Why don't Red Hat Enterprise Linux, Fedora, Centos want docker to be run directly by non root users?
I often get bug reports asking:
Why can't I use docker as a non root user, by default.
Docker has the ability to change the group ownership of the /run/docker.socket to have group permission of 660, with the group
ownership the docker group. This would allow users added to the docker group to be able to run docker containers without having to execute sudo or su to become root. Sounds great...
ls -l /var/run/docker.sock
srw-rw----. 1 root docker 0 Aug 3 13:02 /var/run/docker.sock
BUT
On RHEL, Fedora and Centos we prefer to have the docker.socket set like:
ls -l /var/run/docker.sock
srw-rw----. 1 root root 0 Aug 3 13:02 /var/run/docker.sock
If a user can talk to the docker socket, they can execute the following command:
docker run -ti --privileged -v /:/host fedora chroot /host
Giving them full root access to the host system.
It is similar to giving them the following in sudo.
grep dwalsh /etc/sudoers
dwalsh ALL=(ALL) NOPASSWD: ALL
Which would allow them to run sudo sh
and get the same access. But there is one big flaw with this.
Docker has no auditing or logging built in, while sudo does.
Docker currently records events but the events disappear when the docker daemon is restarted. Docker does not currently do any auditing.
From a security perspective, Red Hat has expressed concerns with enabling access to the docker daemon from non-root users, absent auditing and proper logging. We've implemented those controls in PR14446 and are awaiting merge. Short term, it is recommended to implement sudo rules to permit access to the docker daemon. Sudo will then provide logging and audit.
moby/moby#14446
This patch provides much needed system logging for docker's API functions. With this patch, when an API request is made, an entry will be added to the syslog.

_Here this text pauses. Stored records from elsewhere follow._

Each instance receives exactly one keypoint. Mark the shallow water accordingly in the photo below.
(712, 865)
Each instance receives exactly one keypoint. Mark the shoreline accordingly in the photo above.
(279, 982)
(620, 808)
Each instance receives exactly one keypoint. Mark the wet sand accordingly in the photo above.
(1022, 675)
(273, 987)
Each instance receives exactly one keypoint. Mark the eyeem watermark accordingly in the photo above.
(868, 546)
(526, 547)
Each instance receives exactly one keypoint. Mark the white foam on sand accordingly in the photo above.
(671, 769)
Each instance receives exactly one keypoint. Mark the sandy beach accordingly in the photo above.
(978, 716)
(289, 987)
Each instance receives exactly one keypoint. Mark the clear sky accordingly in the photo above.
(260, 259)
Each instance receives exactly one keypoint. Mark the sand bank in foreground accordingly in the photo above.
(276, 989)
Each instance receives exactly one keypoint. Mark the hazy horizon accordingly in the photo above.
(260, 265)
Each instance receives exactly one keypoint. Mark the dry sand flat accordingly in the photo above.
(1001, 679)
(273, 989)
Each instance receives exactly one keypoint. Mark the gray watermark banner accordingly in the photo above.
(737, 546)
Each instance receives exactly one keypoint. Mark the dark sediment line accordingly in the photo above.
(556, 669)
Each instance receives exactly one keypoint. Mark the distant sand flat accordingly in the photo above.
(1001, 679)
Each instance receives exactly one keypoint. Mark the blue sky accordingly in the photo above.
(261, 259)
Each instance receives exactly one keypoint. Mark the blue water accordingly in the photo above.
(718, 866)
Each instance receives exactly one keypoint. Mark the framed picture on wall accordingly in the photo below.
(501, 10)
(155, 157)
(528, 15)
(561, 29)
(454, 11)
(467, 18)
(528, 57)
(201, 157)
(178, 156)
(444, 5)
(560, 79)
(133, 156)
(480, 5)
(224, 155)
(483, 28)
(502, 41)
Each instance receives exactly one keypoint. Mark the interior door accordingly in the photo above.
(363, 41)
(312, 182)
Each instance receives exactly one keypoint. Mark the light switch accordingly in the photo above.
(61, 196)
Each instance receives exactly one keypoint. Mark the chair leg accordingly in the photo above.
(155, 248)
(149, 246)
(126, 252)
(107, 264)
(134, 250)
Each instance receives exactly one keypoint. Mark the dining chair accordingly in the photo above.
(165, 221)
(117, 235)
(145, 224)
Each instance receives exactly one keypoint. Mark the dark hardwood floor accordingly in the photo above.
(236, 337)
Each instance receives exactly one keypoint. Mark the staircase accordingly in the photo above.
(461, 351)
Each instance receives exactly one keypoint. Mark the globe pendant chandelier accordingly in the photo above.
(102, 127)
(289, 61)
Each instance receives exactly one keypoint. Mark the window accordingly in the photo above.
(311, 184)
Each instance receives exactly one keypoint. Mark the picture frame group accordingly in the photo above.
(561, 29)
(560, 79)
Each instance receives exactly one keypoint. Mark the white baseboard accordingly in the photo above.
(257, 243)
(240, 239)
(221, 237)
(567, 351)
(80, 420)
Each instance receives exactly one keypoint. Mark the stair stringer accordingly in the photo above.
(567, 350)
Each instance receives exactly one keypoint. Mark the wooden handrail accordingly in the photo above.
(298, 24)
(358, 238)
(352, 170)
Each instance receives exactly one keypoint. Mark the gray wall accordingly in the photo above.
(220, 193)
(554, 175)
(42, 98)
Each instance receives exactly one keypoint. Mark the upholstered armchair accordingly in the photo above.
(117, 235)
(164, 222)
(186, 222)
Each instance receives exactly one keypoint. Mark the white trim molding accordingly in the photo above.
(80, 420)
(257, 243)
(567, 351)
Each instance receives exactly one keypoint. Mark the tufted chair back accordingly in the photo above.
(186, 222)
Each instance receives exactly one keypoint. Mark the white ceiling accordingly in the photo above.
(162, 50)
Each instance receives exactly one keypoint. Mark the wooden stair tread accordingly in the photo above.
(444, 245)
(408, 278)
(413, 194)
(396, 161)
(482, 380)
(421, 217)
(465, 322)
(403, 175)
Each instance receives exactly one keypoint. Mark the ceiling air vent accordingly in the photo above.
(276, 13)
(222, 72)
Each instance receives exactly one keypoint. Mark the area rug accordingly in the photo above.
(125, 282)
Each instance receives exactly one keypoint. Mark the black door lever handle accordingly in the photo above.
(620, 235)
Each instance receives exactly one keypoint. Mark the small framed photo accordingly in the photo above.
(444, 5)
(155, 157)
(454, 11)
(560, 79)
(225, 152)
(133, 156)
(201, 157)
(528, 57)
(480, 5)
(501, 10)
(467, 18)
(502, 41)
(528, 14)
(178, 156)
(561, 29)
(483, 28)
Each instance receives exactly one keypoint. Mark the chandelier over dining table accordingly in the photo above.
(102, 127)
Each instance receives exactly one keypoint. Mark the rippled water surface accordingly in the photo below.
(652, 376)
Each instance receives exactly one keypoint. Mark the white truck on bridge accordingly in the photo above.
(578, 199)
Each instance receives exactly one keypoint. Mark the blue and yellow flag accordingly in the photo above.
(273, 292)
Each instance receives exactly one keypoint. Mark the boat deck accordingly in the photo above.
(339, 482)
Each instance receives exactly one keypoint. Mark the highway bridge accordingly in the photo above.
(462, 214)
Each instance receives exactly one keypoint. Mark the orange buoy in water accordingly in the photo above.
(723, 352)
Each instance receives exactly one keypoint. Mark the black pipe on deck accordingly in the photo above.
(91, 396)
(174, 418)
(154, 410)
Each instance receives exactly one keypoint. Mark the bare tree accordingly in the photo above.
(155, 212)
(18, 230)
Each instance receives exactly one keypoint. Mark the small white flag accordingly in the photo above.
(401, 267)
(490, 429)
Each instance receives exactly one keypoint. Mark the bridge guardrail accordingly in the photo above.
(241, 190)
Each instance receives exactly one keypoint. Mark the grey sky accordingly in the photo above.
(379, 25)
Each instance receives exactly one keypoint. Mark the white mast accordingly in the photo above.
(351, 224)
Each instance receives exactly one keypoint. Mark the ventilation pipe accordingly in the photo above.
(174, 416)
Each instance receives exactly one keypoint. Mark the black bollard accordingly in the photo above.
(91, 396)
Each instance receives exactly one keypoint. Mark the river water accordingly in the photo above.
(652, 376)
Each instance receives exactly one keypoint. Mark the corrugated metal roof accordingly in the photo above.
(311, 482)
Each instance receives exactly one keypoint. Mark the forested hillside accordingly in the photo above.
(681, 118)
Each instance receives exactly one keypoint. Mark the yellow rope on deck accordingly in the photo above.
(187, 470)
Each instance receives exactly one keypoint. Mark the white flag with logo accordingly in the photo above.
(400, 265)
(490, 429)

Important events will contain the action requested, the container's ID, the dwalsh and login UID of the user issuing the request, the process ID, and any initialized configuration settings. In an effort to reduce the size of the log message, uninitialized configuration parameters are not logged.
We have a another patch for auditing that we are working, but the patch is based on the logging patch. Once the logging patch gets accepted, we will submit the audit patch.
Setting up sudo
If you want to give docker access to non root users we recommend setting up sudo. Here is a short guide on how to do this.
Add an entry like the following to /etc/sudoers.
grep dwalsh /etc/sudoers
dwalsh ALL=(ALL) NOPASSWD: /usr/bin/docker
This will allow the specified user to run docker as root, without a password.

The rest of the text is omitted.